Off the Grid
Jake Marples - Capstone Portfolio
Chapter Three: "It"
After hours of planning my media analysis, I stumbled across this:
Essentially, I realized the quantitative benchmarking of satirical news and network news already happened… 9 years ago… in Indiana. There it was, in all its glory—pretty much the exact deliverable I intended to create, conducted by someone with a Ph.D. in Communications and more academic resources than I will ever obtain. I mean, sure, I thought about trying to reevaluate the findings from 2006, but I also didn’t want to turn in a final project that consisted of an academic book-review.
In essence, the methodology of the study involved sampling 2004 presidential election coverage from popular mainstream broadcasts (ABC’s World News Tonight, CBS’s Evening News, NBC’s The Nightly News, etc), and comparing these broadcasts with samplings from The Daily Show with Jon Stewart. These broadcasts were “coded” to determine the following:
"Story length (in seconds) was recorded for each story in each program in the study sample. In addition, the amount of time (in seconds) in the audio and video messages devoted to horse race, hoopla, campaign issues, candidate qualifications, joking, and laughter was also coded for stories about the presidential election"
This coding allowed the researchers to produce quantitative benchmarks to compare each show’s level of “substance” vs. “hype”. An example of this output can be seen below:
Reading this got me thinking—what does 'substance' even mean? It's not as if Fox doesn't define this term in her paper; she formally defines substance as 'concepts' related to campaign issues [the economy, the environment, national security, etc] or candidate qualifications [relevant candidate experiences or previous positions held]. But are these defintions even useful or telling?

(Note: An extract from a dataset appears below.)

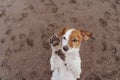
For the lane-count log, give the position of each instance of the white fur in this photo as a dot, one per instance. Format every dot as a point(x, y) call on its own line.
point(70, 69)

Certainly, it might be true that trained coders can identify substance consistently—in other words, when presented with the same segment, most coders reported a very similar diagnosis of substance. But what about the quality of this ‘substance’? The results of this study state that The Daily Show and network news feature a similar concentration of ‘substance’—but what does this even mean? This doesn’t say much about the quality of substance, and how effectively each show delivers that substance. Furthermore, how can one even determine the ‘quality’ of substance? In other words, this article made no attempt to evaluate the actual content within the portions labeled ‘substance’, and I’m not even sure such an evaluation is possible. I'm not implying that there's an easy way that Fox could have designed her experiment better. Instead, I'm implying that it seems like comparing two very different genres like this on a very slippery topic like ‘knowledge of current events’ cannot actually be done without gross oversimplifications
Therefore, in addition to undermining my entire goal at this point, this study opened my eyes to the difficulty in quantitatively measuring how one person uses words and sentences to convey ideas. And sure, while news isn’t poetry or abstract art, there’s obviously a ridiculous amount of creative expression involved in reporting the news, whether through John Oliver’s absurd metaphors or Anderson Cooper’s interview questions. It doesn’t take an art student to realize that assigning standardized values to an expression of creativity can never be done without fault. Even Julia Fox couldn’t accomplish this task without heavy criticism from myself, a person molded by higher education to blindly accept academic articles and cite them without second-thought. And while it's true that I’m writing a class project—not an academic journal—I found it extremely overwhelming that I faced a task similar to Julia Fox’s, but without the army of freshmen willing to work for free that she likely commands. So now what?